Wildlife sightings began ticking up in mid-June, probably as a result of rain and increased forage. Deer were everywhere, causing Flash and me to occasionally interrupt our walking. A young doe careened around nearby yards in the early mornings, acting a little crazy.

One morning, Flash sent me a snapshot of an entire family of foxes and their kits lazing on a neighbor’s patio. My sister Lynn reported the rescue of a young fawn from a storm sewer. Chocoholic witnessed a young Cooper’s Hawk chase the fat squirrel onto our back porch. Two days later I heard a kerfuffle on the porch and have not seen the fat squirrel since. I assume the worst. A younger, smaller, foolhardy squirrel took over the territory. I feared he was not long for this world, but as of late August, he’s still here.

Strangest of all was the road runner. I had only ever seen a roadrunner once, maybe twice. They are elusive creatures that avoid civilization… or so my thinking went. Early on a mid-June morning, my neighbor and I stood talking outside in the shade about the young doe. She thought the doe guarded a baby fawn hidden in the grass behind another neighbor’s house. We turned and watched as a roadrunner appeared and strode confidently toward us. He carried a twig in his beak. We were not hidden or quiet. He showed no hesitation as he came within 4 feet of us. He circled the tree we were standing under, still only 3-4 feet away and stalked easily up the trunk to a nest near the top. I never knew road runners climbed trees or nested in them. I never knew they approached people.
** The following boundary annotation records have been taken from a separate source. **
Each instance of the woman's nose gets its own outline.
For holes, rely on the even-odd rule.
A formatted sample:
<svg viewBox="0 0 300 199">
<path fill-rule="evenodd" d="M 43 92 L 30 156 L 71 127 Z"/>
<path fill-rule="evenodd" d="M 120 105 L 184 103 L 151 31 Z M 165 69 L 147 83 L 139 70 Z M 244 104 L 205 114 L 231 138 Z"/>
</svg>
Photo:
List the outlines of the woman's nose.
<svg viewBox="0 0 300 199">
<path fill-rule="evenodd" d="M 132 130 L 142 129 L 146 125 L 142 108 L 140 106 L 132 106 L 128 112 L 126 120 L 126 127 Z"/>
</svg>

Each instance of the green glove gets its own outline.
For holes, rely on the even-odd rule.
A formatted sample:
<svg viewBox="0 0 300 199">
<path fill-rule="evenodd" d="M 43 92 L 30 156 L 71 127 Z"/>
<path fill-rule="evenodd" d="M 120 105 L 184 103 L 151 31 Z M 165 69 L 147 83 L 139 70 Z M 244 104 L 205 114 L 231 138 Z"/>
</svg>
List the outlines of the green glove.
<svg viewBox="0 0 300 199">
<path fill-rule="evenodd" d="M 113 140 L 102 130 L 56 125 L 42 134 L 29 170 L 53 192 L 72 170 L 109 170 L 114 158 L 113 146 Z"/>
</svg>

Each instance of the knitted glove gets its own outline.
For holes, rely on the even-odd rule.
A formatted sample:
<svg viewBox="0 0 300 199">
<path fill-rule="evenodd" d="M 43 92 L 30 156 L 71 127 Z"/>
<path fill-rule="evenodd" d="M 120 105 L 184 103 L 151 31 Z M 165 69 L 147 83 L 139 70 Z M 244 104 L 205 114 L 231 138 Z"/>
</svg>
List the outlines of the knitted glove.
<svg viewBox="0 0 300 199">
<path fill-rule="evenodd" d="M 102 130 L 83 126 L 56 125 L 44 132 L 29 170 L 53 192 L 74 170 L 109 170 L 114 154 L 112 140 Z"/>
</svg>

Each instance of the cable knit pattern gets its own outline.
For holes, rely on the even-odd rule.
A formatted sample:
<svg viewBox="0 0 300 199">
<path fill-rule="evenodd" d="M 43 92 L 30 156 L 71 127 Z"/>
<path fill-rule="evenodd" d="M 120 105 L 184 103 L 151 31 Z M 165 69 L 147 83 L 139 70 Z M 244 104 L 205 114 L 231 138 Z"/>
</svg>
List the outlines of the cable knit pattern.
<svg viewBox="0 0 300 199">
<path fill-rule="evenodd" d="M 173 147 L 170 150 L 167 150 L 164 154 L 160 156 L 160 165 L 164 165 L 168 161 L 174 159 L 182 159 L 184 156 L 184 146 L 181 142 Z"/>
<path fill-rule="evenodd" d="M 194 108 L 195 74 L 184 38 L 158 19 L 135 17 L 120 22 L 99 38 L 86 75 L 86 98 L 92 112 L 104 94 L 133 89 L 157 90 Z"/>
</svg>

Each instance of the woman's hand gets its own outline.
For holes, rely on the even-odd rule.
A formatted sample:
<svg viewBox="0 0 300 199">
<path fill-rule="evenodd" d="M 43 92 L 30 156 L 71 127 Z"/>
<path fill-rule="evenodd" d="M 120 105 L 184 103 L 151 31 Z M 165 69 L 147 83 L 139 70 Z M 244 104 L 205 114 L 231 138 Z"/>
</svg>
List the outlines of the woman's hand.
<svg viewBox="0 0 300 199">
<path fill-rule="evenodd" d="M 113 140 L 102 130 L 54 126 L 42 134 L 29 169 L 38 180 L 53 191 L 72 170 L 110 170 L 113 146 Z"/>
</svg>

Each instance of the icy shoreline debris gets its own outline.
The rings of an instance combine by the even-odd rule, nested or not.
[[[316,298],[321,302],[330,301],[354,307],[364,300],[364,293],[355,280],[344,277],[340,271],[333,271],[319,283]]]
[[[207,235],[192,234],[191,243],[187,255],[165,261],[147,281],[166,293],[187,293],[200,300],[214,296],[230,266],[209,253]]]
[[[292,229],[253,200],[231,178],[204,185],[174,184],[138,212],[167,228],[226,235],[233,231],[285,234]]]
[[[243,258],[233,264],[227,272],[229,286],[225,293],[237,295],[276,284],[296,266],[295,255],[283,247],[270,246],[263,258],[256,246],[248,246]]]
My neighbor and I were both struck dumb. My mouth hung open in awe. It was almost as if the roadrunner nodded to us as if to say, “Morning ladies. Beautiful day!”

Follow up note: As of Labor Day 2023, that was the last of the rain to date with only 20 minutes of slow soft rain a couple of weeks ago. I stood outside and watched every minute of it. We are now in EXTREME DROUGHT. The road runner has moved her residence to another street.